The fact that the new funding won’t allow the publicly funded child care in the state to serve new children could result in the state “continuing to trail behind the rest of the nation as we only will now offer public support to a family of three making at or below $16.05 per hour when the average cost of infant care is well over $11,000 per year across the state,” according to a Groundwork budget analysis.
“The stark reality is that Ohio’s child care system is no more stable with this budget today than yesterday, despite years of parents, professionals and community leaders sounding the alarm – and the problem only gets worse,” the group said in a statement.
One element of education that did see improvement was the school lunch program. Nutrition advocates are relieved that the conference committee discussions ended in the restoration of expanded school lunch programs, something that was removed by the Senate in the previous budget draft.
The new state budget, barring any unexpected changes from DeWine, will include reimbursements for school districts so that any child eligible for the free or reduced-lunch program can receive breakfast and lunch at no cost, as long as the school participates in the National School Breakfast or Lunch Program.

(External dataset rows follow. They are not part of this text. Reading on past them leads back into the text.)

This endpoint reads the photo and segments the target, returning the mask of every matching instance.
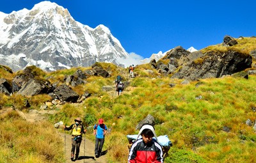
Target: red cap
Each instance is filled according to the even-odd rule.
[[[103,119],[99,119],[99,124],[103,124]]]

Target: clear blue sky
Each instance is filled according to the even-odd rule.
[[[31,10],[39,0],[1,0],[0,11]],[[255,1],[50,0],[73,18],[108,27],[129,52],[149,58],[178,45],[200,50],[225,35],[256,36]]]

“Ohio should be incredible proud of this step to expand access to free breakfast and lunch for our students, which will directly support working families and which acknowledges that adequate nutrition is an essential part of every child’s ability to learn, grow and fulfill their potential,” said Lisa Hamler-Fugitt, executive director of the Ohio Association of Foodbanks, in a statement.
SB 1
It wasn’t just advocacy groups speaking out against the inclusion of language previously a part of Senate Bill 1, which splits the Ohio Department of Education into the Ohio Department of Education and Workforce, puts the department under the authority of the governor’s office, and limits the State Board of Education.
Seven of the members of the board wrote a letter to DeWine the day he received the budget asking for him to veto the voucher expansion, along with the “power grab” of changing the the state board’s roles.

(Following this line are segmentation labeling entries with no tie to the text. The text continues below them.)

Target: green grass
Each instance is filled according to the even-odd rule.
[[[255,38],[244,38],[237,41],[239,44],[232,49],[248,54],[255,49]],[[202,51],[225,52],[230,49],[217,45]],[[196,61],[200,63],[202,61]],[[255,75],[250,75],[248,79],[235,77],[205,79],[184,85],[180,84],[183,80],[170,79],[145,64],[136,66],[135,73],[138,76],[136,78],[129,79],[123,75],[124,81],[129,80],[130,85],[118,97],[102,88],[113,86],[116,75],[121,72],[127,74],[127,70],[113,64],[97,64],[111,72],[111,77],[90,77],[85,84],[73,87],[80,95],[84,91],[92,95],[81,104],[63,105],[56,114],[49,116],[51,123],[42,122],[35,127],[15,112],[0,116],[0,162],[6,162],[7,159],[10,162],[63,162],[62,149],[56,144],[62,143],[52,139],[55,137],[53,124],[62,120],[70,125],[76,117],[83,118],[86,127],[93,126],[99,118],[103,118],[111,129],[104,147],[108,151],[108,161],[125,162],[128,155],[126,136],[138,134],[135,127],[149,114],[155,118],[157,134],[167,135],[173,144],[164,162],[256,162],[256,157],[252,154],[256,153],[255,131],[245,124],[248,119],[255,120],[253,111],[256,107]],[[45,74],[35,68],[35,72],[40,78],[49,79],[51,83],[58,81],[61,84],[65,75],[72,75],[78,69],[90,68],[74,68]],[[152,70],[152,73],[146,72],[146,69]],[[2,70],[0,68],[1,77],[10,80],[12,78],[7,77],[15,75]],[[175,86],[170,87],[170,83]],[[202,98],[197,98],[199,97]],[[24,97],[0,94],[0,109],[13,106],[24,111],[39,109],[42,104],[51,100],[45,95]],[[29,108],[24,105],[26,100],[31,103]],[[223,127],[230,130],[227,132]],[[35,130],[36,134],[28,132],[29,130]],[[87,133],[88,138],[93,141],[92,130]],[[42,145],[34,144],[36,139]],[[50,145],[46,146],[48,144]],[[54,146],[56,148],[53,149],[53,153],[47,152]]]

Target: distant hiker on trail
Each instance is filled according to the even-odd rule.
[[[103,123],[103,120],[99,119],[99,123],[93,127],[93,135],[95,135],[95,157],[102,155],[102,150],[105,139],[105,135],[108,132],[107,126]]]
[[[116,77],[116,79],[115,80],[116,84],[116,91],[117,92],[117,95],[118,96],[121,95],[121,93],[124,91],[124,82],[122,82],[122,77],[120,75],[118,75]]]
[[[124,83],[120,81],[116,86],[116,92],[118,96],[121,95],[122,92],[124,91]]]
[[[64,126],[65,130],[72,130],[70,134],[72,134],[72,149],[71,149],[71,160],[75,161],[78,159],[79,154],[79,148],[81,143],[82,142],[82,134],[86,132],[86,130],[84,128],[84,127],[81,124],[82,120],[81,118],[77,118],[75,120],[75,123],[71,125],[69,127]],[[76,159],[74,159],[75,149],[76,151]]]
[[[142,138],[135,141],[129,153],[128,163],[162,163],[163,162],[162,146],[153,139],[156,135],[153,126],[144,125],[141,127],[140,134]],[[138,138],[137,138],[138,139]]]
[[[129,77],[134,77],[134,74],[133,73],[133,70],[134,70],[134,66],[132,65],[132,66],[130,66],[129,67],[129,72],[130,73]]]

“The budget moves educational governance from a primarily elected body, the State Board of Education, to an appointed director who answers to the governor and the legislature,” states the letter from board members Christina Collins, Teresa Fedor, Katie Hofman, Tom Jackson, Meryl Johnson, Michelle Newman and Antoinette Miranda.
Under the senate bill now included in the budget, the board authority would now be mainly limited to teacher disciplinary and licensure cases and territory disputes.
According to the Legislative Service Commission, creating a new director position for the ODEW “may increase annual costs by up to $254,000,” and creating two deputy director position, one for education and another for workforce, could up costs from $151,000 to $189,000 for each position.
Appropriation for the state board would be $14.4 million in fiscal year 2024 and $14.7 million in the next fiscal year, which would be in a “standalone budget” strictly for the board.